There’d be no avoiding her then. She’d sleep in the nursery and clean Jon’s room and make his meals and be some bizarre combination of his domestic and his sister.
It was one thing for Mom to tell him to love Miranda. It was another to want her in his home, reminding him, without saying a word, that he had all the advantages she didn’t, her baby didn’t.
And he’d never be able to forget Julie with her killer in his home.
He walked over to Sarah’s house, trying not to think about any of that. But Sarah’s mood didn’t make things better.
“They won’t let us open the clinic,” she said. “No one from Sexton is allowed into White Birch.”
“They’ve let the grubs come here,” Jon said. “Carrie’s here but not Val.”
“Two of our domestics are missing,” Sarah said.
“Missing isn’t dead,” Jon said.
“Yes it is,” Sarah said. “Oh, I don’t know. Maybe not. I don’t know anything about them. They’ve been working for us, living with us for months, and I don’t know anything about them.”
“They don’t want you to know,” Jon said. “They hate us. We give them just enough food to live, and we make them do whatever we need, and they have no choice but to put up with it. The only thing left to them is a little bit of privacy.”
Sarah stared at him. “You’ve changed,” she said.
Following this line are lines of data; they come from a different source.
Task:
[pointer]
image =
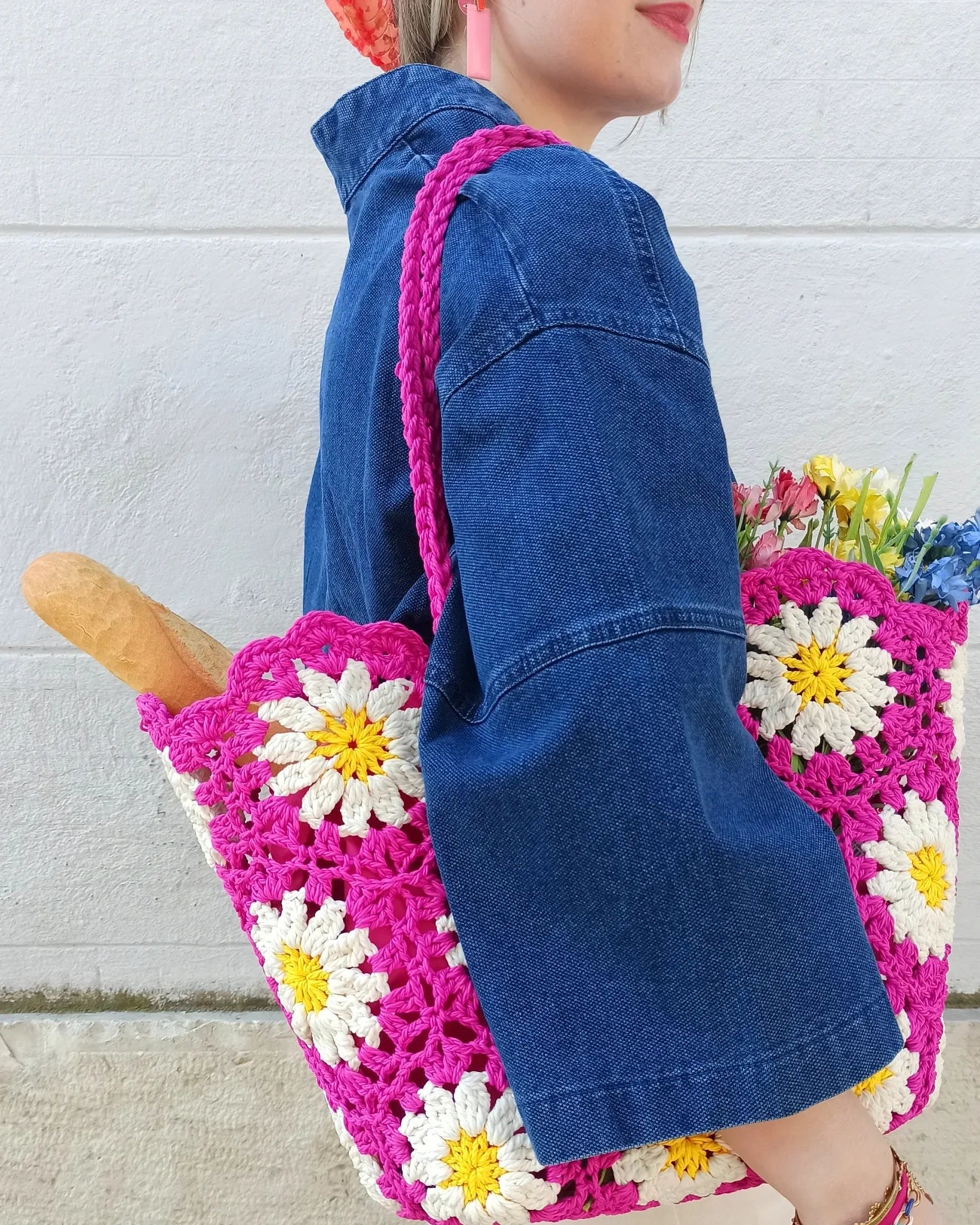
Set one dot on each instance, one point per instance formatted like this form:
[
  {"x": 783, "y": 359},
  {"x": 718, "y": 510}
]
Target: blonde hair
[{"x": 427, "y": 29}]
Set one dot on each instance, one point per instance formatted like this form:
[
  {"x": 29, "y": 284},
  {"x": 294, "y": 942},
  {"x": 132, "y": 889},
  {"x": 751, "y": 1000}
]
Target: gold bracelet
[{"x": 884, "y": 1209}]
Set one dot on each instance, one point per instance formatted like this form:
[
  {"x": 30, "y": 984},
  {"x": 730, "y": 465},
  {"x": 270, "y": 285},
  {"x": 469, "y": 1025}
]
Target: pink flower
[
  {"x": 749, "y": 501},
  {"x": 797, "y": 499},
  {"x": 766, "y": 550}
]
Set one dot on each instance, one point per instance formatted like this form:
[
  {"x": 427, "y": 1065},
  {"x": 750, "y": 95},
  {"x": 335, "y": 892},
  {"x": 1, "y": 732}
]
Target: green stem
[{"x": 924, "y": 494}]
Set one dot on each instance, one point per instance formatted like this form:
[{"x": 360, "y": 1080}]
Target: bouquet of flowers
[{"x": 856, "y": 515}]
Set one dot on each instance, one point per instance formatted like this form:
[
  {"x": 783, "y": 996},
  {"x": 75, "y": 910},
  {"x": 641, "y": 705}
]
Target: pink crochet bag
[{"x": 304, "y": 787}]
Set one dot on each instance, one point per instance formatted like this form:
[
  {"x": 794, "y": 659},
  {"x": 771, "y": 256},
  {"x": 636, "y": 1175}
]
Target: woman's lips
[{"x": 672, "y": 19}]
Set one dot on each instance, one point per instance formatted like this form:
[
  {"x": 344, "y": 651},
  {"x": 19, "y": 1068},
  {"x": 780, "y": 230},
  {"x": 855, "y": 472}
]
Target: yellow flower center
[
  {"x": 929, "y": 872},
  {"x": 358, "y": 745},
  {"x": 817, "y": 674},
  {"x": 476, "y": 1168},
  {"x": 691, "y": 1154},
  {"x": 872, "y": 1083},
  {"x": 307, "y": 976}
]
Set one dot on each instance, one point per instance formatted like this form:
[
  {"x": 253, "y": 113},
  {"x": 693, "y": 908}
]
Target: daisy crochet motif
[
  {"x": 346, "y": 743},
  {"x": 668, "y": 1172},
  {"x": 315, "y": 964},
  {"x": 817, "y": 674},
  {"x": 476, "y": 1166},
  {"x": 887, "y": 1093},
  {"x": 917, "y": 858}
]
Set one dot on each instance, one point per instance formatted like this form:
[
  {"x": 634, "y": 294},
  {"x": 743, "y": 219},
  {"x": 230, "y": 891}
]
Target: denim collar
[{"x": 366, "y": 121}]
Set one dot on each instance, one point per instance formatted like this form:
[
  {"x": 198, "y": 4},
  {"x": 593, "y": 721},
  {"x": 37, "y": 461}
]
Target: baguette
[{"x": 137, "y": 640}]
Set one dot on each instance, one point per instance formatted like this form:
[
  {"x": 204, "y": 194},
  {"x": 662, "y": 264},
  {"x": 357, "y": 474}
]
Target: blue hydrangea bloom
[{"x": 951, "y": 568}]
“Trust me,” Jon said. “I liked it the way it was. I liked having Val do all the housework and Carrie taking care of Gabe so I didn’t have to. I liked feeling it was okay for me to eat real food and have clean clothes and clean air to breathe. Okay? That’s how it was when I was a kid. Without the grubs, but all the rest of it: food and clothes and air. Then for two years I lived in hell. Everyone did, I know that. But I got offered a way out and I took it, and got food and clothes and clean air. I’m not going to apologize for liking it. You like it. We all like it.”
“Do you think someday everyone will have that?” Sarah asked. “Will there ever be enough for all of us?”
“I don’t know,” Jon replied. “Maybe someday if we figure out how to share. Mom thinks things are going to get worse around here, though.”
“Daddy won’t say it,” Sarah said. “But I can tell that’s what he thinks.”
“They’re afraid for us,” Jon said. “They have been for four years now. They don’t know how not to be afraid.”
“I’m afraid, too, Jon,” Sarah said.
Jon held her tight. “We’ll make it,” he said. “I promise you.”
But when they got to school, Jon began to doubt he could keep that promise, any promise. He’d never seen the school so heavily guarded. And none of the students were laughing, or even talking.
They were told to go directly to the auditorium. Luke saw Jon and Sarah and walked in with them.
The middle school students were there along with the high schoolers, seated in their own section. Jon looked around. Tyler wasn’t there, and neither was Zachary.